6.2.  Separately Tracking Energy Flows by Direction

   In some cases it may be desired to separately track the flows of
   energy into or out of a device, PI, or component for those that
   support bi-directional power flow.  When the direction of power flow
   changes within a reporting period, the opposite flows cancel each
   other out, giving a correct indication of the net flow, but lacking
   the tracking of the total in each direction.  Doing this is readily
   accomplished by having two PIs in place of one, or two components in
   place of one.  Each is used only for a single direction of power
   flow.  In this way, the separate directions are correctly tracked,
   and by summation, the net flow can be calculated.  Implementations
   which desire this (batteries being a prime example) can do this, and
   those that do not simply use a single PI or component.  This ability
   adds no data fields or complexity to the ER framework.

6.3.  Aggregate Devices

   An aggregate device is a not a real device, but an information
   construct to represent the summation of data across a set of energy
   objects.  It has a UUID as any device does, has no power interfaces
   (since it does not interact with power in the real world), and has
   one or more components.  Each component of an aggregate device can be
   any type of energy object.  Commonly, all objects in an aggregate
   object will be of the same type (all devices, all PIs, or all
   components) but this is not required.  A device may or may not report
   any data for the UUIDs in the aggregate object components; all that
   is required is to have the component UUIDs.  The aggregate device
   concept introduces no new data items to the EMAN structure.

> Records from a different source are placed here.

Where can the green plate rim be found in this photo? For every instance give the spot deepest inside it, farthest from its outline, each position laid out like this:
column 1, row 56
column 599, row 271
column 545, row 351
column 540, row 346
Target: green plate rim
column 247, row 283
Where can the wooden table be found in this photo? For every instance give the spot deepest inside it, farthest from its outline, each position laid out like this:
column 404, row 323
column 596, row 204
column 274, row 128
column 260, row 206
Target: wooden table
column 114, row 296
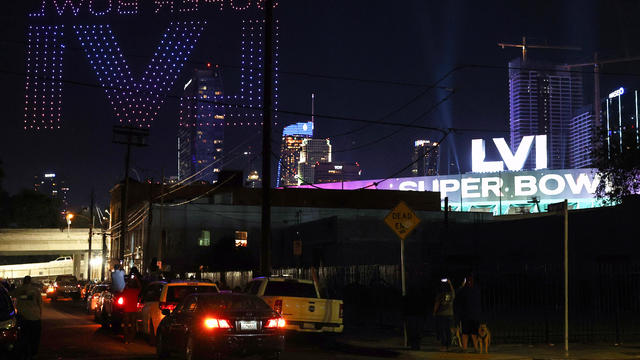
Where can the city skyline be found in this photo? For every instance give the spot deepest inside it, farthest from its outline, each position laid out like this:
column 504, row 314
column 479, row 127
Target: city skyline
column 87, row 139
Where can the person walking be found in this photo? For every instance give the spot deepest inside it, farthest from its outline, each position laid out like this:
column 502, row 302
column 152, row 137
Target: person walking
column 470, row 308
column 130, row 308
column 443, row 313
column 29, row 304
column 117, row 279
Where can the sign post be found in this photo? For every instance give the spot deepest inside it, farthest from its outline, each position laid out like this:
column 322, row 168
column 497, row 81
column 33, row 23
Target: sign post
column 402, row 220
column 563, row 209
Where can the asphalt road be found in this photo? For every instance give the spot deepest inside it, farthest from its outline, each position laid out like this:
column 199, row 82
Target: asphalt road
column 69, row 333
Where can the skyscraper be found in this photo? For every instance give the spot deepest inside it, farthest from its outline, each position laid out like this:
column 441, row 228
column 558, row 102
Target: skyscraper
column 292, row 137
column 49, row 184
column 201, row 130
column 619, row 114
column 426, row 158
column 582, row 134
column 312, row 151
column 542, row 100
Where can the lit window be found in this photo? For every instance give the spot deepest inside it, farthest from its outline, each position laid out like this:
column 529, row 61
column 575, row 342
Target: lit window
column 205, row 238
column 241, row 239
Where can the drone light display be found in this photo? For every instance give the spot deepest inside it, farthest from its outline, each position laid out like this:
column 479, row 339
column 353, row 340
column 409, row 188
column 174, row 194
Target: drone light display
column 135, row 99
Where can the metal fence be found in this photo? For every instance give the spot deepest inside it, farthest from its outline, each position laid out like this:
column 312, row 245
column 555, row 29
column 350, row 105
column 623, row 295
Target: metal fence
column 522, row 303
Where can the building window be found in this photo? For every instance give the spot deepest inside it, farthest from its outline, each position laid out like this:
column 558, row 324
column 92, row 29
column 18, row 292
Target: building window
column 241, row 239
column 205, row 238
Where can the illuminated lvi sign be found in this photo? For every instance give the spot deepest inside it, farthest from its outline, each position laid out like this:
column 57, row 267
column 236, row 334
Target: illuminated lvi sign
column 616, row 93
column 513, row 162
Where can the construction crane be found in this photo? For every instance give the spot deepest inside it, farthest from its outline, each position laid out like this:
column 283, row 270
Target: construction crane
column 597, row 63
column 524, row 46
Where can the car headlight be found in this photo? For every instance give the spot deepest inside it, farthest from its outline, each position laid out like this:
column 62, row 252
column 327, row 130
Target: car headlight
column 8, row 324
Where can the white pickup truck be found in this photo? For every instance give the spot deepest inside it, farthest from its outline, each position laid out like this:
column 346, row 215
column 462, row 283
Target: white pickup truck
column 299, row 303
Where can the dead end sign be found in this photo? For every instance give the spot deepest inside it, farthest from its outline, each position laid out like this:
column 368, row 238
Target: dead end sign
column 402, row 220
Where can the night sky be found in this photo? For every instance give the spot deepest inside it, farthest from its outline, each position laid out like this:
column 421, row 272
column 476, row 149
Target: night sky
column 412, row 41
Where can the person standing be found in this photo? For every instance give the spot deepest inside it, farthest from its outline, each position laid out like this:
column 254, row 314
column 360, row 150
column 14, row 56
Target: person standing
column 130, row 308
column 117, row 279
column 470, row 311
column 30, row 314
column 443, row 313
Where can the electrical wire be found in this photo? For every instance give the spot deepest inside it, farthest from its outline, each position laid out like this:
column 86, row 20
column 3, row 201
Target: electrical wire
column 376, row 183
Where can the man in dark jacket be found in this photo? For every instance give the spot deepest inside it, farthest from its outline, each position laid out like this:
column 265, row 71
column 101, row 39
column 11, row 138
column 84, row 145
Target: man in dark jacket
column 469, row 306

   In producing an aggregate result, EMAN does not define how a
   reporting device should treat incomplete data, any mismatch in the
   alignment of timestamps among the objects to be aggregated, or
   whether power states should be aggregated or how such an aggregation
   would be interpreted.  A device is free to do whatever it likes in
   this regard.  The only requirement is that power and energy reported
   reflect a summation of all the constituent energy objects.  Since
   this is an aggregate device and not an aggregate PI, advanced power
   data are not reported.

   Common examples of aggregate objects might be all servers in a data
   center rack, all fans in a data center, all devices in a single room,
   all lights in a building, or all devices under the financial
   responsibility of a single tenant.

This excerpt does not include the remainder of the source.